LINEUP: Alex Jackson - lead vocals, acoustic guitar, piano, lesley * Dave Summer- lead guitar, vocals * Martin Fischer - guitar, vocals, piano, organ, harpsichord * Pete Huish - drums

TRACK LISTING: 01 Pinball Wizard * 02 Where Is My Mind * 03 Tin Soldier * 04 Forget It, I Got It * 05 Mystery Tour * 06 Can't Be So Bad * 07 Society's Child * 08 Sitting On Top Of The World * 09 Evil Woman

No connection to the immensely popular Andy Latimer fronted progressive band of the same name although this Camel hailed from the UK as well. Reliable information on the band is scarce although vocalist Alex Jackson is actually Alex Ligertwood who would later go to gigs with Brian Auger, Average White Band and more importantly Santana during what many GD readers feel is Carlos' best period. Camel's only album was recorded in four days at the state-of-the-art RCA Studios in picturesque Rome, Italy where the record was released in tandem with a West German issue where it would languish in obscurity before collectors got a whiff of what is a pretty good album.

The Songs
Well, a good album of covers although it's very well done with interesting choices. The Who's 'Pinball Wizard' typifies the Camel sound - heavy proto progressive with a soulful psychedelic feel.

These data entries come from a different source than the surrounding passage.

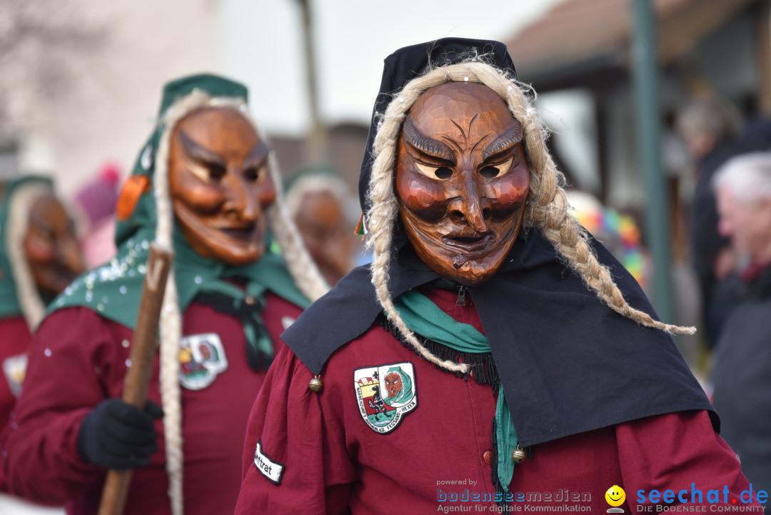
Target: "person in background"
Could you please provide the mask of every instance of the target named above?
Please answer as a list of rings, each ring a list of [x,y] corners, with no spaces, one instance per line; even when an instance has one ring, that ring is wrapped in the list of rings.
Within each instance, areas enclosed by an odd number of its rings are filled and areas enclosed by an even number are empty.
[[[749,483],[668,334],[692,328],[657,320],[571,217],[528,92],[498,42],[386,59],[359,180],[372,264],[282,334],[237,515],[500,513],[527,492],[538,510],[612,496],[631,513],[692,483],[739,503]]]
[[[756,490],[771,490],[771,153],[730,160],[715,174],[720,234],[742,257],[747,291],[715,352],[713,402],[722,434]]]
[[[330,286],[353,269],[355,202],[345,183],[328,170],[303,170],[288,184],[287,208],[311,258]]]
[[[246,88],[211,75],[173,81],[158,120],[121,191],[118,254],[52,303],[0,437],[11,491],[66,501],[70,515],[97,513],[107,469],[134,470],[126,515],[232,513],[278,335],[327,289],[284,214]],[[153,241],[174,261],[140,410],[120,397]]]
[[[0,200],[0,426],[15,418],[32,332],[48,304],[85,270],[72,219],[50,180],[9,183]],[[0,513],[42,510],[8,493],[0,471]]]
[[[118,201],[120,169],[107,163],[97,177],[83,184],[74,197],[74,209],[80,220],[80,244],[89,268],[106,263],[115,255],[115,208]]]

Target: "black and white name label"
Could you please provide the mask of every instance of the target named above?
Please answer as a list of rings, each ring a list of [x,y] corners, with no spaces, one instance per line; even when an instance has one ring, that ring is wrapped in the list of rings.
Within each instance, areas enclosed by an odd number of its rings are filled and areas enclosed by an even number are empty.
[[[257,450],[254,451],[254,466],[263,476],[271,480],[271,483],[281,484],[281,476],[284,476],[284,463],[273,461],[267,454],[262,452],[261,439],[257,440]]]

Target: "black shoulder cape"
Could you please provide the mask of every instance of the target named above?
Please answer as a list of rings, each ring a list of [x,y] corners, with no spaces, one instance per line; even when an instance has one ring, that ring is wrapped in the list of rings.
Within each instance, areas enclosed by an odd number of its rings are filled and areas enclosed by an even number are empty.
[[[515,73],[506,46],[494,41],[439,39],[402,49],[386,59],[359,180],[365,212],[376,113],[426,67],[480,55]],[[398,224],[393,242],[389,289],[394,298],[440,278],[417,258]],[[655,318],[634,278],[601,244],[594,239],[592,244],[627,301]],[[370,278],[369,265],[355,269],[281,335],[314,374],[320,374],[332,352],[367,331],[380,314]],[[716,413],[672,338],[602,304],[537,229],[520,234],[491,281],[468,291],[490,341],[521,446],[691,409],[708,410],[719,429]]]

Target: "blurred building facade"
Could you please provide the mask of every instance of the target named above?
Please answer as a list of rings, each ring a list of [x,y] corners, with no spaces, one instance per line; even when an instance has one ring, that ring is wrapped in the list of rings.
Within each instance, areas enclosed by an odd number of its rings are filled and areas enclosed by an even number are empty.
[[[651,2],[663,113],[708,93],[729,99],[746,116],[771,112],[767,0]],[[634,210],[644,207],[645,190],[632,107],[631,13],[628,0],[565,0],[507,42],[520,79],[546,104],[558,93],[587,113],[566,132],[592,134],[596,176],[574,173],[567,162],[568,178],[605,204]],[[560,121],[553,123],[558,133],[565,129]],[[561,136],[555,136],[555,146]]]

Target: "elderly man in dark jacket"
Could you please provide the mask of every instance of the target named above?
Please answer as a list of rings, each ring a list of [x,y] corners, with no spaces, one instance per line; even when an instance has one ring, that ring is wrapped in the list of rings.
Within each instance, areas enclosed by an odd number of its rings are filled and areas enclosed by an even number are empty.
[[[719,231],[749,258],[747,298],[726,324],[713,372],[722,436],[756,491],[771,489],[771,153],[735,157],[715,176]]]

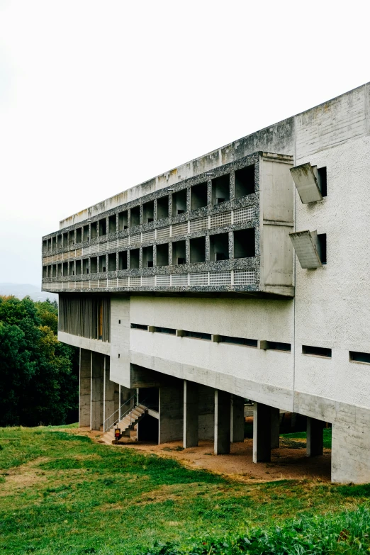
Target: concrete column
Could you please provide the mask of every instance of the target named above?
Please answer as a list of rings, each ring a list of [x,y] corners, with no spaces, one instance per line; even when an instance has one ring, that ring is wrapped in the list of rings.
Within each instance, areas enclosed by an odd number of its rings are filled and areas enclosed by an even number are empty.
[[[198,386],[198,439],[214,439],[215,434],[215,390],[208,386]]]
[[[323,453],[324,422],[307,417],[307,456],[316,456]]]
[[[103,418],[104,355],[92,352],[91,430],[100,430]]]
[[[244,398],[237,395],[231,396],[230,441],[244,442]]]
[[[118,417],[118,413],[113,415],[116,410],[114,407],[114,393],[116,383],[109,379],[109,357],[104,357],[104,387],[103,387],[103,420],[105,422],[107,418],[110,418],[108,425]]]
[[[253,462],[271,461],[271,407],[253,405]]]
[[[198,435],[198,383],[184,380],[184,448],[196,447]]]
[[[271,448],[280,447],[280,410],[271,407]]]
[[[91,396],[91,352],[79,349],[79,426],[90,427]]]
[[[184,383],[170,380],[159,387],[158,444],[182,439],[184,432]]]
[[[215,389],[215,454],[230,453],[230,394]]]

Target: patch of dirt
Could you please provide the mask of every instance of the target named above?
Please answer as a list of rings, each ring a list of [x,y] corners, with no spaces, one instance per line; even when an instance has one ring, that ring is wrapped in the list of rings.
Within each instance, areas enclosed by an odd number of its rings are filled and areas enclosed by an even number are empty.
[[[271,450],[271,462],[255,464],[252,462],[251,439],[232,443],[231,452],[228,455],[214,455],[213,442],[199,442],[198,447],[181,447],[181,442],[171,442],[161,445],[127,443],[118,448],[135,449],[176,459],[189,468],[205,469],[242,482],[305,478],[330,481],[330,449],[324,449],[323,455],[308,457],[305,449],[291,448],[282,439],[281,447]]]

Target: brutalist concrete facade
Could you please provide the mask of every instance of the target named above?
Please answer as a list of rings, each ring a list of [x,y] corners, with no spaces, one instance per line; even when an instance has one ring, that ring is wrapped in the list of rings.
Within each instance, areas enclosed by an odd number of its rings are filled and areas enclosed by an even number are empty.
[[[82,423],[102,425],[138,388],[155,397],[139,435],[186,447],[212,439],[228,452],[247,398],[255,462],[276,444],[282,409],[307,418],[310,456],[331,425],[333,481],[370,481],[369,113],[366,84],[43,237],[43,288],[60,293],[59,338],[81,349]],[[318,201],[302,202],[290,172],[298,166],[320,174]],[[310,237],[316,269],[296,257],[294,233],[303,251]],[[89,329],[84,318],[96,327],[89,337],[79,332]]]

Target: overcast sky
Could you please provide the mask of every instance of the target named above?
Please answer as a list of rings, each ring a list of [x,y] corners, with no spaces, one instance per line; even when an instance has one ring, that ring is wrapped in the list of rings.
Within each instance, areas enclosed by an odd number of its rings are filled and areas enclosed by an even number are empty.
[[[62,218],[370,80],[365,6],[0,0],[0,282],[40,283]]]

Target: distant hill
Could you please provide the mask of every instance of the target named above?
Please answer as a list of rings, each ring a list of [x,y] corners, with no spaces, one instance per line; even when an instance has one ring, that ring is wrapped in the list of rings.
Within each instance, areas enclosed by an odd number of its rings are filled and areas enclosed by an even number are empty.
[[[33,301],[58,300],[58,296],[55,293],[45,293],[40,287],[30,284],[0,284],[0,295],[14,295],[18,298],[28,295]]]

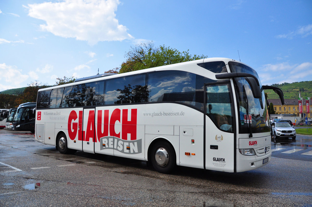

Both 'Where Is My Mind?' from Vanilla Fudge and Small Faces 'Tin Soldier' are inventive takes on what were already killer songs, the latter featuring some really nice harpsichord. Spooky Tooth's 'Forget It, I Got It' dare I say is more energetic and preferable to the original but the album's cornerstone has to be the Fab Four's 'Mystery Tour' which trips-out and tunes-in to all sorts of Syd Barrett/Pink Floyd styled weirdness. Pretty cool, not to mention the unusual but brief spoken word/bric-a-brac snippets that play out between a few tracks and while Moby Grape's fast rockin' 'Can't Be So Bad', Janis Ian's 'Society's Child' and Cream's bluesy workout 'Sitting On Top Of The World' are acceptable; the riffs on yet another Spooky Tooth classic 'Evil Woman' are heavy as hell and akin to early Uriah Heep hooking up with Pink Fairies.

In Summary
Reissued on the shadow-y German based Walhalla label; the sound quality is good although the packaging is sparse to say the least. Still, it's cheaper than an original LP and a no-brainer for fans of early classic and prog rock rarities.